D’aucun de ceux qui lui faisaient face ne désiraient lui révéler le fond de ses pensées, quand bien même leur figure les trahissait.

– Tristes sires, pensait-il en jetant sur eux un regard plein de dédain.

Son couple partait déjà à vaux-de-l’eau ; sa décision ne fit que hâter une chose devenue, que par trop, évidente à ses yeux, comme à d’autres. Qu’avait-il vu ce jour-là au fond de ses yeux. La réponse tenait très certainement en ce masque qu’il s’était tatoué sur le visage. Les mots de Paloma revenaient sans cesse. Elle avait la seule à ne pas lui tourner le dos et la seule encore à venir le voir dans son studio où, à défaut de contact direct avec d’autres humains, il recevait et donnait ses cours via un terminal informatique. C’était tout ce qu’il avait pu obtenir ; l’académie ne souhaitait pas héberger, en les murs de l’un de ses établissements, un punk comme professeur, aussi brillant soit-il.
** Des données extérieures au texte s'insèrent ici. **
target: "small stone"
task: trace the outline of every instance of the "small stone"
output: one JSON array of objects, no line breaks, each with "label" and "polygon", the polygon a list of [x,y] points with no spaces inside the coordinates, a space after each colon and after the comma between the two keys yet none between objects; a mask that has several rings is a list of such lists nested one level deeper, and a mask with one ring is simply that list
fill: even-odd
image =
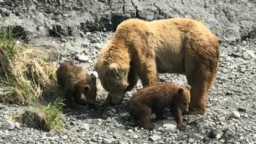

– Au moins auraient-ils pu avoir le courage de leurs pensées, ajouter le terme infamant de pédophile. N’était-ce point là, la teneur de ces rumeurs qui couraient sur moi.

Il les avait ouïes et il n’avait rien dit. C’était un combat perdu d’avance.

– Si tu veux abattre ton chien, dit qu’il a la rage, professe la sagesse populaire.

Plongé dans le silence, l’enfant s’était assoupi et l’horloge affichait 10h33. Dans la pièce d’à-côté, couchés dans un lit factice, ses parents l’étaient tout autant. Il disait jamais rien à leur sujet ; il se contentait de les regarder tandis que ses yeux brillaient d’un chagrin retenu. L’homme éteignit la lampe, puis se leva et sortit. Il jeta un dernier coup d’œil sur l’enfant endormi et ferma la porte.

– Dors mon enfant, avait-il murmuré avant de disparaître.

D’un pas léger, il s’engagea dans le couloir plongé dans le noir. Arrivé au bout, il tâtonna quelques instants le mur. Ses doigts couraient à la surface jusqu’à ce qu’un petit déclic se fit entendre. Sans un bruit, il enfonça le panneau pour mieux le refermer derrière lui, pour faire face à un miroir. Sa surface ondoyait au gré d’un vent imaginaire. L’enfant et lui l’avaient confectionné afin qu’ils puissent se rendre visite sans attirer l’attention. Il prit soudain une grande inspiration, bien que cela fut sans intérêt ; l’enfant le lui avait expliqué, en vain, puis il plongea dans la surface ondoyante. Un vent glacé et humide lui cingla le visage.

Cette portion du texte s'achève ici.